What is the Supreme Court really up to? One question: how can the Affordable Care Act be unconstitutional, but the Patriot Act is not - or the recent decision (by Congress) to let the military incarcerate Americans indefinitely without trial? The Court is falling firmly with every controversial decision, on the side of private institutions, the super rich, and law enforcement. Trouble is coming, as these decisions, and most of what comes out of our Congress, and declining resources make life harder for more people. In the future, you may have the liberty to work for a public or private institution, or be incarcerated, or desperately poor, while eating and breathing and drinking toxic food, air and water. Who isn't positioning themselves for the decline of civilization? If you were a rich jurist, wouldn't you want the police on your side? If you were an elite dominator afraid of the mob, wouldn't you send a message about what we can do to you?

(Can you imagine the colonies, before the revolution, if King George had subjected his American subjects to strip and body cavity searches? What would Tom Paine have said about that? And yet conservatives everywhere, like good little ideologue idiots, are in love with their tyrant Court.)

It may be, the only way they are likely to rule against the Affordable Care Act, is that they decide it is bad for insurance companies. And don't be surprised at all if they start invalidating environmental protections. Because such protections interfere with the rights of industries and corporations to make money, and there is clearly nothing more important to this Court (and the rest of our government) than the rights of people who aren't people. Your health and the health of the Earth is inconsequential. And really, what do Americans know about health, but the financial kind? After all, the sicker we are, the more healthy the Health Care industry, which is the healthiest sector of the economy, keeping the economy afloat. Right?

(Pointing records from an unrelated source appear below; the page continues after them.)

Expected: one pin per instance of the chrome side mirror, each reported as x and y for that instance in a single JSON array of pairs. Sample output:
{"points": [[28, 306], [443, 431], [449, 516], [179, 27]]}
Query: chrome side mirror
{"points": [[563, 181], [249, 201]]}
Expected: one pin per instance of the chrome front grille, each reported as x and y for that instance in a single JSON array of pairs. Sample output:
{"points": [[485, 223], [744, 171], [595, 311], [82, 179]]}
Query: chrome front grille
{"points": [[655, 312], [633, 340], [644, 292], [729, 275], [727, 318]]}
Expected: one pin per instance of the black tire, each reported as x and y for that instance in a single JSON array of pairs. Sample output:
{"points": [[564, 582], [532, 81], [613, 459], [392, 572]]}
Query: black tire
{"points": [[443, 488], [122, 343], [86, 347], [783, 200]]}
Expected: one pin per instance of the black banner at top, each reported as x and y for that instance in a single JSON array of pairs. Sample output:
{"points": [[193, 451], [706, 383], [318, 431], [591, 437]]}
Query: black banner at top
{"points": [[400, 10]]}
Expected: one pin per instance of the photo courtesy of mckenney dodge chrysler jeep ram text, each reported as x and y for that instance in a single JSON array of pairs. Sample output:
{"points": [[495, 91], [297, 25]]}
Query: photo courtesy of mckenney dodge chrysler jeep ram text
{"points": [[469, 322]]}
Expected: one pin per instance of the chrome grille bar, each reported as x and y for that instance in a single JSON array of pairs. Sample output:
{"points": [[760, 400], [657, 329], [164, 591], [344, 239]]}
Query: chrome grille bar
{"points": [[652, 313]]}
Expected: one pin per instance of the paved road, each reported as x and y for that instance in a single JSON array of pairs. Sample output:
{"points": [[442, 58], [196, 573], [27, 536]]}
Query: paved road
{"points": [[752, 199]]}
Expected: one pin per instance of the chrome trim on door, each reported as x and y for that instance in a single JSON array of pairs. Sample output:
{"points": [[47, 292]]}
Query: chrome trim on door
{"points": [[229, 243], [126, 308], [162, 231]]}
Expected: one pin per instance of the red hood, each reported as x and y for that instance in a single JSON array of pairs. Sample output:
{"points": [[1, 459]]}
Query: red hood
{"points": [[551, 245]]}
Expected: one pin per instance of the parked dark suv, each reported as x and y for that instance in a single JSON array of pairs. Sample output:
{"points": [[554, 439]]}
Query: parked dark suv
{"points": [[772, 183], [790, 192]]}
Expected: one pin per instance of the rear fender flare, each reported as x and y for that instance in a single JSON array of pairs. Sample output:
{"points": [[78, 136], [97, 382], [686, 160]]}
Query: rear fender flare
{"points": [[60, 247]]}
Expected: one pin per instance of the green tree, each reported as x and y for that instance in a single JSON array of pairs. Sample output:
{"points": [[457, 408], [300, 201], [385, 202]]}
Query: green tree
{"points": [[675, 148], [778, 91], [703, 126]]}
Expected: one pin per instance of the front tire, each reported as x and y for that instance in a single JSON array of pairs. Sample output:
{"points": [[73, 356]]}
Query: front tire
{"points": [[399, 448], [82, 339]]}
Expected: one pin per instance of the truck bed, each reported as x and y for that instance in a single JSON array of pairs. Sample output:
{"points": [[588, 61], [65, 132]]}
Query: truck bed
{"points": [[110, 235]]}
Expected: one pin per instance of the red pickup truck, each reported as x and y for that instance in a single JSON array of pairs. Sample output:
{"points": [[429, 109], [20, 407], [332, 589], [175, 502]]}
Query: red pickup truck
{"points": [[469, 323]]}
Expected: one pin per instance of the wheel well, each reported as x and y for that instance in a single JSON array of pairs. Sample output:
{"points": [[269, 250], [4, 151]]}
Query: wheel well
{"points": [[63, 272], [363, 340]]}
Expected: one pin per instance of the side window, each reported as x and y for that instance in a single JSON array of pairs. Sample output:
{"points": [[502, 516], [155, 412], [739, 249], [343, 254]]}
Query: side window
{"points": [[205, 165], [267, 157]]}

(But aren't we superior to our ancestors in every conceivable way? That must be why there are more than a hundred million prescriptions for anti-depressants in America.)

And the Affordable Care Act? Government requiring everyone to carry health insurance, at the same time it subsidizes and enforces all the industrial and corporate output that makes people ill. And you pay not according to your health, but according to how much money you make. If you are 500 lbs and you make nothing, you pay nothing, or about $2180 less than someone who makes $27,000 a year, who is trying to live a frugal, ecologically responsible life, and visits a hospital or clinic once a decade (The Justices believe, and the whole of our government, that $22,500 for a family of four in America is not poverty). If that isn't coercion, it surely is madness. But it seems almost as if the only reason the majority of Justices care, is that those who make more than $250,000 a year pay anything at all.

How do I cope with this absurdity? I bought $100 of seeds and seed potatoes and asparagus roots today, to plant in my garden, which will translate into about $3000 (approximately) of food, and immeasurable amounts of Joy, as long as I'm able to stay in my house. I'm hoping to get a job with a non-profit helping people with a record get employment. That feels about right. I hope it works out.

The Realtor was over to look at the house today. Which is part of the reason I'm a little pissy. My apologies, for my hostility, though not for what I'm saying. Plus, I'm out of weed. I'd be growing that too, and shrooms, for personal use, and gifts. But I don't care to be fodder for the sadism of jurists, politicians and lawmen, or feed for the righteousness of my fellow conservative Americans.